Neural network scaling has been popular in recent years. Several powerful deep networks are produced with the depth greatly increased for exponential expressiveness. The hidden dimension is then effectively expanded using sparse MoE models and model parallelism techniques. As the last atomic dimension of the neural network, the sequence length should be as long as possible. There are several benefits when the sequence length constraint is removed. First, it provides models with considerable memory and a receptive field, allowing them to interact with people and the outside environment. Second, longer contexts include more complex causal chains and thought processes, which models can use to train data.
On the other hand, the short dependency has more erroneous correlations, which is detrimental to generalization. Third, it allows exploring the limits of learning in context, which represents a paradigm shift for multiple education, since extraordinarily extensive context could decrease catastrophic forgetfulness in models. Finding the ideal balance between computational complexity and model expressiveness is the main difficulty in increasing sequence length.
The main purpose of RNN style models is to extend the length. However, parallelization during training, crucial in modeling long sequences, is limited by its sequential nature. Sequence modeling has more recently found favor with state space models. It can function as a CNN during training and switch to an effective RNN during testing. They perform well on long range waypoints but at shorter lengths. They’re up there with the Transformers. This is primarily due to the expressiveness of the model. Reducing the difficulty of Transformers, or the quadratic complexity of self-care, is another aspect of scaling the length of the sequence. Implementing sliding windows or convolution modules on attention is simple to make the complexity almost linear. However, doing so costs memory for the first few tokens, causing one to miss the prompts at the start of the string. Short attention reduces calculation by dispersing the attention matrix while maintaining the ability to recall distant information. Gets time complexity O(N (√ N) d), for example, using a fixed sparse pattern.
Learnable patterns, as well as heuristic patterns, work well for low attention.

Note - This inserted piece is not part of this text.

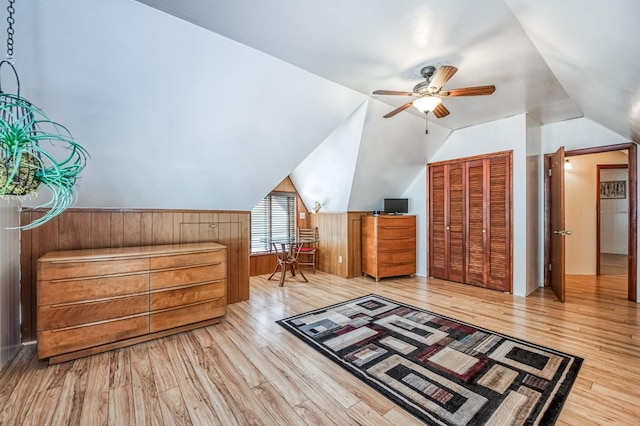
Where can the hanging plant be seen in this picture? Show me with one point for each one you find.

Low rank attention, kernel based techniques, downsampling strategies, recursive models, and fetch based techniques are some of the most effective Transformer based builds. Despite this, none have scaled to 1 billion tokens. They successfully scaled the sequence length to 1 billion tokens in their study. Researchers at Microsoft Research developed LONGNET, which swaps the focus of conventional Transformers with a cutting-edge element known as dilated attention. The main design principle is that the attention allocation decreases rapidly as the distance between tokens increases. They show that it achieves a logarithmic dependency between tokens and linear processing complexity.
This addresses the conflict between the accessibility of all tokens and the finite amount of attention resources. LONG NET can be converted to a Dense Transformer in the implementation, supporting standard Transformer optimizations (such as kernel merging, quantization, and distributed training) without issue. By using linear complexity, LONGNET can partition training across nodes and overcome both CPU and memory limitations. Since the standard Transformer suffers from quadratic complexity, this allows us to efficiently scale the length of the stream to 1B tokens with a nearly constant execution time.
review the Paper and github link. Don’t forget to join our 25k+ ML SubReddit, discord channel, and electronic newsletter, where we share the latest AI research news, exciting AI projects, and more. If you have any questions about the article above or if we missed anything, feel free to email us at [email protected]
🚀 Check out 100 AI tools at AI Tools Club
Aneesh Tickoo is a consulting intern at MarktechPost. She is currently pursuing her bachelor’s degree in Information Science and Artificial Intelligence at the Indian Institute of Technology (IIT), Bhilai. She spends most of her time working on projects aimed at harnessing the power of machine learning. Her research interest is image processing and she is passionate about creating solutions around her. She loves connecting with people and collaborating on interesting projects.